Literary Titan’s Review of Wheeler

via LITERARY TITAN | Book Review

waka waka

I’m floored by this review. To be honest, I’ve never heard myself talked about that way. To have a stranger pick out what they feel is a strength of mine is a weird feeling. A good feeling, but weird.

And yes, they do go on about the Shakespeare, saying: “… readers who may not have realized the novel they were reading would have more Shakespeare than they had read since high school.”

I’m okay with that.

A little bit romance novel, a little bit suspenseful thriller, and a thorough introduction to the world of women’s cycling, Wheeler by Sara Butler Zalesky is an enjoyable and well-written story of a strong female protagonist battling both physical and emotional challenges. Spanning just a few months in professional cyclist Loren MacKenzie’s life, Wheeler is a whirlwind of a read. It begins in the heat of her cycling competition season when she meets handsome actor, Graham Atherton, roadside after a well-timed popped tire and follows their blossoming romance as well as Loren’s cycling competitions across Europe. It’s not all easy riding for Graham and Loren though, as Zalesky weaves intricate relationships between Loren, her teammates, family, and a sinister former boyfriend who is dangerously obsessed with Loren.

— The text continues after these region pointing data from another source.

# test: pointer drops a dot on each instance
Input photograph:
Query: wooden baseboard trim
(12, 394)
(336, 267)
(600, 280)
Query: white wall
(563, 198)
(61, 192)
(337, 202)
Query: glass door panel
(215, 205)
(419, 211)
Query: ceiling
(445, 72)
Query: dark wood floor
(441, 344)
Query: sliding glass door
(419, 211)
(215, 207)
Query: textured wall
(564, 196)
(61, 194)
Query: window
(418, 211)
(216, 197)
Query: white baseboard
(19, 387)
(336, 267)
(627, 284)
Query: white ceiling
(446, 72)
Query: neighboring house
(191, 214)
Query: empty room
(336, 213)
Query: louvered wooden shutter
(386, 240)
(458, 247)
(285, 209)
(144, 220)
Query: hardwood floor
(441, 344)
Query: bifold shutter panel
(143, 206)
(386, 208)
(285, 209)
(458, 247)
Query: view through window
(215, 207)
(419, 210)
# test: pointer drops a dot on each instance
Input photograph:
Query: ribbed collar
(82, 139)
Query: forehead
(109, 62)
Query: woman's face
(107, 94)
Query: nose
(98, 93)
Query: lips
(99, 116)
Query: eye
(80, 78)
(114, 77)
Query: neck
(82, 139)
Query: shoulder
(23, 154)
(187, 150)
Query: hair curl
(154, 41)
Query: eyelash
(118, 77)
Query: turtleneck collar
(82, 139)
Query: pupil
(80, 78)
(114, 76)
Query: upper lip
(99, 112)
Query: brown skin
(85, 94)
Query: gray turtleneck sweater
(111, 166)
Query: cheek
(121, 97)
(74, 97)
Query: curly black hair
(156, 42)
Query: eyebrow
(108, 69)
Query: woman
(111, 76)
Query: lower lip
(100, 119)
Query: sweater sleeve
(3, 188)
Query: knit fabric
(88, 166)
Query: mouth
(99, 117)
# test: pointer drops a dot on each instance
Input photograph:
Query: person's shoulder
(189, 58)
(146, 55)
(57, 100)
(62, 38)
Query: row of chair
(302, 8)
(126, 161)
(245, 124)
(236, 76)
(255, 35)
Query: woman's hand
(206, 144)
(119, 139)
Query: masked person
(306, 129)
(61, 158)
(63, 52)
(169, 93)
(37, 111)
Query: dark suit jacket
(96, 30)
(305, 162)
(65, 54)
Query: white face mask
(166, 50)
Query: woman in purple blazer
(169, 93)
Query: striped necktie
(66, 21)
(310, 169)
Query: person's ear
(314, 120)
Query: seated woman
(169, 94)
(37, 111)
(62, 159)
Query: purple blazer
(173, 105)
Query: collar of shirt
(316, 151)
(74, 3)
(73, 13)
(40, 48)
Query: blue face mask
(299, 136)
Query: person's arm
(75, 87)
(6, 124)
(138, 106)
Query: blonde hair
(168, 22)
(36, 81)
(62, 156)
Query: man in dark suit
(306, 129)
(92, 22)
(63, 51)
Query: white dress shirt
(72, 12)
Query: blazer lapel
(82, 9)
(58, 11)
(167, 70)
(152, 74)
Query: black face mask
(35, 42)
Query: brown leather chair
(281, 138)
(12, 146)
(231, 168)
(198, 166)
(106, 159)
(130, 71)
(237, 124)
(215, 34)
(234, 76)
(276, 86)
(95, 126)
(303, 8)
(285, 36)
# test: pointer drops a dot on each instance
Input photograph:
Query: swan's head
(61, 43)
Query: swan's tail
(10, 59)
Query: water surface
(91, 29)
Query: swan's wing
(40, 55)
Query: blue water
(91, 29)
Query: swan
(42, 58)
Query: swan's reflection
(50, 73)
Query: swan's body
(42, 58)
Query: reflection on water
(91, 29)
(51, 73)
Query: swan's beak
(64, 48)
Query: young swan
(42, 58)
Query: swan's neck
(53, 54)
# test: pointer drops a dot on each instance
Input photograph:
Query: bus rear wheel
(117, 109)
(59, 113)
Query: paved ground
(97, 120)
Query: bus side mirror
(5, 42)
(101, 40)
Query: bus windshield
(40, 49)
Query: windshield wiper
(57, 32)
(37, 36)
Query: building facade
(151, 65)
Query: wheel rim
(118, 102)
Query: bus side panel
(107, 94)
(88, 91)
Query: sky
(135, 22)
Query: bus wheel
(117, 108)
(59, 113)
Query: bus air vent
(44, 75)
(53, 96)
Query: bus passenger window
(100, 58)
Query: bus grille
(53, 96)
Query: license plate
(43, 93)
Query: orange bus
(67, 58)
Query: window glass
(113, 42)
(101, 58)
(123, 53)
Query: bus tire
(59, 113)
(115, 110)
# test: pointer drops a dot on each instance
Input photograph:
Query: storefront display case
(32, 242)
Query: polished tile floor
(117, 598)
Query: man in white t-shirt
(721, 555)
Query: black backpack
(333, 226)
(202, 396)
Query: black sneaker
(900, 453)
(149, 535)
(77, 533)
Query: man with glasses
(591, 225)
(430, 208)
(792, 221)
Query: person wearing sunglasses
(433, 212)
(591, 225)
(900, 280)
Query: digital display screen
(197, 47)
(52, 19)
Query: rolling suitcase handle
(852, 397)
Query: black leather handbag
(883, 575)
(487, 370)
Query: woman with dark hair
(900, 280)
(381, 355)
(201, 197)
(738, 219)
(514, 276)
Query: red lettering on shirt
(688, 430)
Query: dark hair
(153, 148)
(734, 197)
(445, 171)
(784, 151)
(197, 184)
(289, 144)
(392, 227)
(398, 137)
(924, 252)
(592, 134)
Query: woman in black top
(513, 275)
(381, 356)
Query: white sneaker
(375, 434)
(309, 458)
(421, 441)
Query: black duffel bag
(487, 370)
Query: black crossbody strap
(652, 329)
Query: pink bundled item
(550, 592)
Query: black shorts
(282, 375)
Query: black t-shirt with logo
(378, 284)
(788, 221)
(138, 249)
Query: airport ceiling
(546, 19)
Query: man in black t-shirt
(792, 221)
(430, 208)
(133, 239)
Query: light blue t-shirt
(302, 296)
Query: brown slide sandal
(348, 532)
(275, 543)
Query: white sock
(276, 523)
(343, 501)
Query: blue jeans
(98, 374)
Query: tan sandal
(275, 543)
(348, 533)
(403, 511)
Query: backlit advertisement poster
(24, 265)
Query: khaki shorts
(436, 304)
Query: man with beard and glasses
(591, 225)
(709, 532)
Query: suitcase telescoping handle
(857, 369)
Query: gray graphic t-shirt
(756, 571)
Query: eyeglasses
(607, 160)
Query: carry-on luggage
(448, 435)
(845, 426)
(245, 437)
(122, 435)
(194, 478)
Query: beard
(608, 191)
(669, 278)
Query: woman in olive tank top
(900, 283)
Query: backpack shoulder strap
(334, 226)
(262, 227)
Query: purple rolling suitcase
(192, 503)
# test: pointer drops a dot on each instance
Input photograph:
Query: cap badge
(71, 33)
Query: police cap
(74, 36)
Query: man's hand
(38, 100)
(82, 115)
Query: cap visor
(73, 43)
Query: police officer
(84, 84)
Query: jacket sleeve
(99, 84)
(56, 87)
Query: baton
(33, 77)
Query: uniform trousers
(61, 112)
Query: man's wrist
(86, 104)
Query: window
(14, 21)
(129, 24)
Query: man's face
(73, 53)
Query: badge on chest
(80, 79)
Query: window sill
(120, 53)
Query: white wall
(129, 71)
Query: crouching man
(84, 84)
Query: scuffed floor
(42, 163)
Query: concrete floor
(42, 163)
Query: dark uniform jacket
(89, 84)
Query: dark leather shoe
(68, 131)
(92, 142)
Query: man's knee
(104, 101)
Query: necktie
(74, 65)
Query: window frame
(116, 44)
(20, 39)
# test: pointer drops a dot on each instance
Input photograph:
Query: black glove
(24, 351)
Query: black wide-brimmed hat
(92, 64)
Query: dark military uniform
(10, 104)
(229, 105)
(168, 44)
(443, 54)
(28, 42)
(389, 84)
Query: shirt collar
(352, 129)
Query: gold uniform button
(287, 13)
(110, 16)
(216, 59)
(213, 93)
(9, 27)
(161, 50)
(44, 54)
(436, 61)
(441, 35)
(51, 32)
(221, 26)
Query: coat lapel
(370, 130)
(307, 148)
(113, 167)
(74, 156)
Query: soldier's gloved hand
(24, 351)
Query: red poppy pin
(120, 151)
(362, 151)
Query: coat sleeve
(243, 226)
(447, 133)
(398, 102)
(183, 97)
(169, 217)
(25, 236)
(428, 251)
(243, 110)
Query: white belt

Readers who are familiar with professional cycling will doubtless appreciate Zalesky’s attention to the sport, and even readers who have no prior knowledge will enjoy learning about the strategy, training, and teamwork involved in cycling. Zalesky expertly creates a believable and enthralling team dynamic, following Loren and her team through both victories and crashes. Crafting relatable characters and developing story lines over the course of the novel is one of Zalesky’s strengths. Though the first half of the story feels rather one-dimensional with clichéd characters (the hyper-driven female athlete; the handsome, Shakespeare-quoting actor; the jealous ex-boyfriend), Zalesky develops her characters so that by the second half of the story, each of these characters has a well-defined history and far exceeds expectations.